In 2020, Fox, 39, lives in the basement of a vacuum shop in the Grand Rapids area, the site of secret meetings with members of paramilitary groups and undercover FBI agents. His lawyer, Christopher Gibbons, said he was depressed, anxious and smoked marijuana every day.

Gibbons said the life sentence would be severe.

Fox was regularly exposed to “inflammatory rhetoric” by FBI informants, particularly Army veteran Dan Chappel, who “falsified not only Fox’s sense of ‘patriotism’ but also his need for friendship, acceptance and male approval,” Gibbons said in a court filing.

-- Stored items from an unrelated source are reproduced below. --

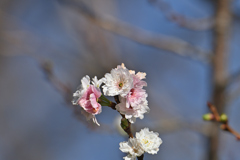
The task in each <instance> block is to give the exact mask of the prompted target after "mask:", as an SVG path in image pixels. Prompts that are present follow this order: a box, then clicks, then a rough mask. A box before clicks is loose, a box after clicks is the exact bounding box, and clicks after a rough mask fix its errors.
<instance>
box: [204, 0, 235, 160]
mask: <svg viewBox="0 0 240 160" xmlns="http://www.w3.org/2000/svg"><path fill="white" fill-rule="evenodd" d="M230 4H231V0H216V15H215V20H216V21H215V26H214V57H213V61H212V69H213V77H212V78H213V95H212V98H213V103H214V104H215V106H216V107H217V109H218V111H219V113H220V114H221V113H223V112H224V110H225V105H226V93H225V90H226V86H227V76H228V75H227V57H228V55H227V52H228V35H229V34H228V33H229V28H230V24H231V12H230ZM219 136H220V132H219V127H218V124H217V123H216V124H213V126H212V132H211V135H210V138H209V142H210V144H209V157H208V159H209V160H218V159H219V158H218V147H219Z"/></svg>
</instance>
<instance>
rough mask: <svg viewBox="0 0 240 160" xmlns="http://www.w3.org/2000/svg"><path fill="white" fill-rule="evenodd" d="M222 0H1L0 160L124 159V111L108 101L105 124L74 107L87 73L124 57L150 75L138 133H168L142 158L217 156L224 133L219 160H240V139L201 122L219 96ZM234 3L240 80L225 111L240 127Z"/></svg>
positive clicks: (239, 34)
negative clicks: (84, 76) (122, 145)
mask: <svg viewBox="0 0 240 160" xmlns="http://www.w3.org/2000/svg"><path fill="white" fill-rule="evenodd" d="M226 1H227V0H226ZM218 2H219V0H218V1H217V0H177V1H176V0H1V1H0V48H1V49H0V102H1V107H0V123H1V125H0V160H96V159H98V160H106V159H107V160H108V159H109V160H112V159H114V160H121V159H122V157H123V156H125V154H124V153H121V151H120V150H119V143H120V142H122V141H125V140H127V137H126V136H124V135H122V134H121V132H119V130H118V126H119V125H118V124H119V121H118V120H119V119H118V114H117V112H116V111H114V110H112V109H110V108H108V107H103V112H102V113H101V114H100V115H98V116H97V119H98V121H99V123H100V124H101V126H100V127H98V126H96V125H95V124H93V123H92V122H87V121H86V120H85V117H84V116H83V115H81V114H80V113H79V110H78V108H74V107H73V106H72V105H71V97H72V93H73V92H74V91H75V90H76V88H77V86H78V85H79V84H80V80H81V78H82V77H83V76H85V75H86V74H87V75H89V76H90V77H93V76H95V75H97V76H98V78H101V77H103V76H104V74H105V73H107V72H110V70H111V69H112V68H115V67H116V66H117V65H118V64H121V63H125V65H126V66H127V68H129V69H132V70H136V71H141V72H146V73H147V79H146V81H147V83H148V86H147V88H146V90H147V92H148V95H149V96H148V101H149V107H150V109H151V111H150V113H149V114H146V116H145V118H144V119H143V120H137V122H136V123H135V124H134V127H133V132H136V131H139V130H140V129H141V128H144V127H149V128H150V130H153V131H157V132H159V134H160V137H161V138H162V139H163V144H162V145H161V146H160V150H159V152H158V154H157V155H148V154H145V157H144V159H146V160H159V159H161V160H176V159H177V160H212V159H211V158H209V157H210V155H211V154H213V152H212V151H211V150H210V148H211V147H210V146H211V143H212V139H214V135H213V134H212V133H216V132H217V134H218V135H219V136H217V135H216V136H217V142H218V145H217V147H215V149H216V150H217V152H215V154H217V155H218V159H219V160H239V159H240V152H239V148H240V142H238V141H236V139H235V137H234V136H233V135H232V134H230V133H228V132H223V131H221V130H220V129H217V131H215V132H212V128H214V127H213V126H214V124H212V123H211V122H204V121H203V120H202V115H203V114H204V113H207V112H209V111H208V108H207V106H206V103H207V101H214V99H213V98H212V97H213V96H214V94H216V93H214V90H215V89H216V87H215V84H214V83H215V81H214V80H213V79H214V78H213V77H214V76H213V75H214V74H215V72H216V71H215V69H216V68H214V67H213V65H212V63H211V62H212V61H211V58H212V56H213V55H214V54H215V50H216V46H215V44H216V42H217V40H216V39H217V38H216V33H215V32H214V29H216V28H214V27H215V19H214V16H215V15H216V12H217V11H218V9H217V6H218ZM229 4H230V5H229V6H230V11H231V19H230V20H231V21H230V22H226V23H228V24H229V25H228V29H227V34H226V35H227V37H225V39H224V42H225V45H226V49H224V48H223V52H224V54H225V55H226V56H225V58H223V59H224V60H225V62H226V64H224V65H223V66H225V70H226V73H227V76H228V77H231V75H234V76H233V78H234V80H232V81H231V83H229V84H226V85H225V86H224V87H225V88H224V93H225V95H224V97H223V99H224V101H225V105H224V109H222V110H224V112H226V113H227V114H228V115H229V119H230V124H231V126H232V127H233V128H235V129H236V130H237V131H240V116H239V115H240V107H239V105H240V100H239V97H240V93H239V90H240V85H239V75H240V74H235V73H239V69H240V63H239V62H240V54H239V52H240V45H239V42H240V12H239V11H240V1H239V0H232V1H231V2H229ZM225 20H226V19H225ZM219 63H221V62H219ZM223 70H224V69H223ZM219 100H220V99H219ZM215 101H216V99H215ZM218 127H219V126H217V128H218ZM215 140H216V138H215Z"/></svg>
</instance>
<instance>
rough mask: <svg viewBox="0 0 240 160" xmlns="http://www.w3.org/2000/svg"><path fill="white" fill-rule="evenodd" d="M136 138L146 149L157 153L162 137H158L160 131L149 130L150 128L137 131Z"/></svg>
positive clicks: (154, 152)
mask: <svg viewBox="0 0 240 160" xmlns="http://www.w3.org/2000/svg"><path fill="white" fill-rule="evenodd" d="M136 139H137V140H138V141H139V142H140V143H141V146H142V147H143V149H144V151H145V152H147V153H149V154H157V152H158V150H159V146H160V145H161V144H162V139H161V138H159V137H158V133H156V132H153V131H149V129H148V128H144V129H142V130H141V131H140V132H139V133H138V132H137V133H136Z"/></svg>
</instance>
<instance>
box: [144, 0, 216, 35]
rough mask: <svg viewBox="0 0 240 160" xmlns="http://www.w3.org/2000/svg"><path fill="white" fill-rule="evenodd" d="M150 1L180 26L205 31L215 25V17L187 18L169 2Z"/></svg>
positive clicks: (164, 14)
mask: <svg viewBox="0 0 240 160" xmlns="http://www.w3.org/2000/svg"><path fill="white" fill-rule="evenodd" d="M148 2H149V3H150V4H152V5H154V6H156V7H157V8H158V9H159V10H160V11H161V12H162V13H163V15H164V16H165V17H166V18H167V19H168V20H170V21H172V22H174V23H176V24H177V25H179V26H180V27H184V28H187V29H190V30H195V31H203V30H208V29H211V28H212V27H213V26H214V18H202V19H193V18H187V17H185V16H184V15H181V14H180V13H176V12H175V11H173V9H172V7H171V6H170V4H169V3H167V2H166V1H163V0H148Z"/></svg>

He said prosecutors had exaggerated Fox’s abilities, saying he was poor and didn’t have the ability to pick up the bomb and carry out the plan.

Croft, a truck driver from Bear, Del., will be sentenced Wednesday.

Two men who pleaded guilty to conspiracy and testified against Fox and Croft received substantial breaks. Ty Garbin has been released after 2 1/2 years in prison, while Caleb Franks was sentenced to four years.

In state court, three people were recently sentenced to long sentences for aiding Fox in the early summer of 2020. Five others are awaiting trial in Antrim County, where Whitmer’s vacation home is located.

When the plot was killed, Whitmer, a Democrat, blamed then-president Donald Trump, saying he had given “comfort to those who spread fear and hatred and division.” In August, 19 months after leaving office, Trump said the kidnapping plot was a “bogus deal.”